I build a VERY simple model with only a time series and a data field of always 1 to find anomalies.
CREATE OR REPLACE MODEL `mytest.dummy`
OPTIONS(
model_type='arima_plus',
TIME_SERIES_DATA_COL='cnt',
TIME_SERIES_TIMESTAMP_COL='ts',
DATA_FREQUENCY='HOURLY',
DECOMPOSE_TIME_SERIES=TRUE
)
AS
select ts, 1 cnt
from UNNEST(GENERATE_TIMESTAMP_ARRAY('2022-05-01', '2022-05-02', INTERVAL 1 HOUR)) as ts;
Model works fine unless I use a custom select
query to find anomalies. Even if the query is the exact same that was used to create the model.
SELECT *
FROM ML.DETECT_ANOMALIES(
MODEL `mytest.dummy`,
STRUCT (0.9 AS anomaly_prob_threshold),
(select ts, 1 cnt
from UNNEST(GENERATE_TIMESTAMP_ARRAY('2022-05-01', '2022-05-02', INTERVAL 1 HOUR)) as ts)
)
Result
Row | ts | cnt | is_anomaly | lower_bound | upper_bound | anomaly_probability |
---|---|---|---|---|---|---|
1 | 2022-05-01 00:00:00 UTC | 1.0 | null | null | null | null |
2 | 2022-05-01 01:00:00 UTC | 1.0 | null | null | null | null |
3 | .... |
Does anyone know what I need to do to get expected results of is_anomaly = false
.
CodePudding user response:
After a closer look into the documentation I found out that anomaly detection works only outside of the training range - at least for new queries and only as far as as the HORIZON
goes (by the time of writing the default is 1.000).

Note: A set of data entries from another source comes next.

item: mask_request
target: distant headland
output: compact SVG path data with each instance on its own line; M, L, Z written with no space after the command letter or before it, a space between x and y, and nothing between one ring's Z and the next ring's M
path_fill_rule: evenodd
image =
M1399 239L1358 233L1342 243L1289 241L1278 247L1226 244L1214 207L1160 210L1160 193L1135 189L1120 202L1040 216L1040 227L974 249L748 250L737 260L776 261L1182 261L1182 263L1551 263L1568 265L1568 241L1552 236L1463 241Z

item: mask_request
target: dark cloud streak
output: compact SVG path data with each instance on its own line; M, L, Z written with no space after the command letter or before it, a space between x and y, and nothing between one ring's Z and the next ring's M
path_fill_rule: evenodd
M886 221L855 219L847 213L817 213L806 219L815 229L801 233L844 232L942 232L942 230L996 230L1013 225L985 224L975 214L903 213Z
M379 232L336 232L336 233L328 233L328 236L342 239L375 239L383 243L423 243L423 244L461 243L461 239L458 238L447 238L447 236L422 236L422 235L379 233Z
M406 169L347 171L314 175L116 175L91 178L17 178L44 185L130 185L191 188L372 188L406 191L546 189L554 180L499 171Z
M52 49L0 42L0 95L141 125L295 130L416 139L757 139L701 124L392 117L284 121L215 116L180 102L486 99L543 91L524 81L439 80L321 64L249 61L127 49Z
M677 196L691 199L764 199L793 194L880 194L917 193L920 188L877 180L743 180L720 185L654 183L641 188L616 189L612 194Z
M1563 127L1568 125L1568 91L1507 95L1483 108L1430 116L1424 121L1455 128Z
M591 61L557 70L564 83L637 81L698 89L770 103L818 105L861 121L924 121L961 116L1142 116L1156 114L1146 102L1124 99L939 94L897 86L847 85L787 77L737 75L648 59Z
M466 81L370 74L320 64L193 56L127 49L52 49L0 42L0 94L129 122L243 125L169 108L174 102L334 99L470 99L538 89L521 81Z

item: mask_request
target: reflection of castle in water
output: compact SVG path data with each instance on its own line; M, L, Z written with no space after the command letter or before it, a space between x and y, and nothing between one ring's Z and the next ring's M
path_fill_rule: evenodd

Historical data can be also classified, but only without a query and only if the parameter DECOMPOSE_TIME_SERIES
is set to true
.
The example above would look like this:
CREATE OR REPLACE MODEL `mytest.dummy`
OPTIONS(
model_type='arima_plus',
TIME_SERIES_DATA_COL='cnt',
TIME_SERIES_TIMESTAMP_COL='ts'
)
AS
select ts, 1 cnt
from UNNEST(GENERATE_TIMESTAMP_ARRAY('2022-05-01', '2022-05-02', INTERVAL 1 HOUR)) as ts;
The query with the next days
SELECT *
FROM ML.DETECT_ANOMALIES(
MODEL `mytest.dummy`,
STRUCT (0.9 AS anomaly_prob_threshold),
(select ts, 1 cnt
from UNNEST(GENERATE_TIMESTAMP_ARRAY('2022-05-03', '2022-05-04', INTERVAL 1 HOUR)) as ts)
)
Result
Row | ts | cnt | is_anomaly | lower_bound | upper_bound | anomaly_probability |
---|---|---|---|---|---|---|
1 | 2022-05-03 00:00:00 UTC | 1.0 | false | 1.0 | 1.0 | 0.0 |
2 | 2022-05-04 01:00:00 UTC | 1.0 | false | 1.0 | 1.0 | 0.0 |
3 | .... |